This project has been realized for the Network Science Analytics class (MSc AI 2019-2020 at CentraleSupelec) by :
- Gaël de Léséleuc
- Alexandre Duval
The aim of our project was to conceive a pipeline that would extract a dynamic narrative graph from a given novels and then used this graph to study the narrative story of the novel. A detailed report can be found in the Report folder.
To install and use our end-to-end processing pipeline : from novel to narrative graph, use the following command in a new environment.
git clone https://github.com/dldk-gael/novel_story_building.git
cd novel_story_building
pip install -r requirements.txt
Our pipeline use BERT-NER in order to recognize the character names in the text. As a result, if you want to use it, you must download the weight of pre-trained BERT-NER model and save it in the models folder.

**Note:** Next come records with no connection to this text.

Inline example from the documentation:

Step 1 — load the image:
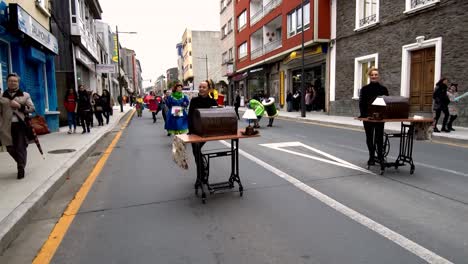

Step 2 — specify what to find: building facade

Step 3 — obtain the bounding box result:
[96,20,119,103]
[0,1,61,131]
[182,29,226,88]
[233,0,331,111]
[51,0,102,123]
[330,0,468,126]
[220,0,236,104]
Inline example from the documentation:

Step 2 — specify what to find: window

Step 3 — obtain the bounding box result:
[222,52,228,64]
[356,0,379,30]
[353,53,379,99]
[405,0,440,13]
[229,48,234,61]
[287,2,310,37]
[237,10,247,31]
[239,42,247,59]
[227,19,232,34]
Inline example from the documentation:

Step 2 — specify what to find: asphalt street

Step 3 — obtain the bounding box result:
[14,112,468,263]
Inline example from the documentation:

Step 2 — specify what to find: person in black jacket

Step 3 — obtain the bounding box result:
[432,78,450,133]
[234,90,240,120]
[359,68,388,165]
[187,81,218,179]
[78,85,93,134]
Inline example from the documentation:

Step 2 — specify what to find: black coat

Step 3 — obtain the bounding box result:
[359,82,388,117]
[432,83,450,110]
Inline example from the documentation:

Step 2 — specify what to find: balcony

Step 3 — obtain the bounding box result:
[250,0,283,26]
[359,14,377,28]
[71,15,99,61]
[410,0,439,9]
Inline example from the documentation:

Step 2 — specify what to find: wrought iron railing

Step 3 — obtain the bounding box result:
[263,0,282,15]
[411,0,437,9]
[250,8,263,25]
[265,37,282,54]
[359,14,377,27]
[250,45,264,60]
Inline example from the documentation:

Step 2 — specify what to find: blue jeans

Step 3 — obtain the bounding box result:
[67,112,76,130]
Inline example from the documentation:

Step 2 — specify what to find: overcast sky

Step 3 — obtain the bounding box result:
[99,0,220,86]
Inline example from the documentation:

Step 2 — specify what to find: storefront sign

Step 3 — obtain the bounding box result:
[10,4,58,55]
[112,35,119,62]
[96,64,116,73]
[75,47,96,72]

Note that we have upload some cache data in the data folder so that you can test our pipeline without having to preprocess raw data from scratch.

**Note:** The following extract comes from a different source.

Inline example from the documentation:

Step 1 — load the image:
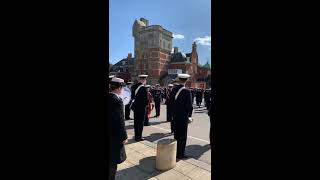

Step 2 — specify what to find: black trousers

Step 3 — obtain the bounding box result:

The folder has the following organization :
- models : to store the weight of BERT-NER model
- data: to store the data
- raw_text : put here the novel.txt you want to analyse
- book_by_chapter : will contain the novel split by chapter
- coref_rules : contains database that are use by coreference rules module
- entity_list : will contain the output of text processing as pickle file (ie: the occurence list)
- graph : will contain the narrative graph
- report: contains the project assignment description, our project proposal, our project report
- src is divide in three modules :
- third_party : contains source code of other frameworks we used such as BERT-NER and chapterize
- text_processing : the module responsible of text processing
- graph : the module responsible of graph creation and graph analysis
To process a book and obtain different narrative graph as .gexf files, store the file book_name.txt in data/raw_test/ and launch the command :
python main.py --book book_name
By default, if you launch :
python main.py
it will re-run some graph analysis on HarryPotter book using cache data we left in the data folder.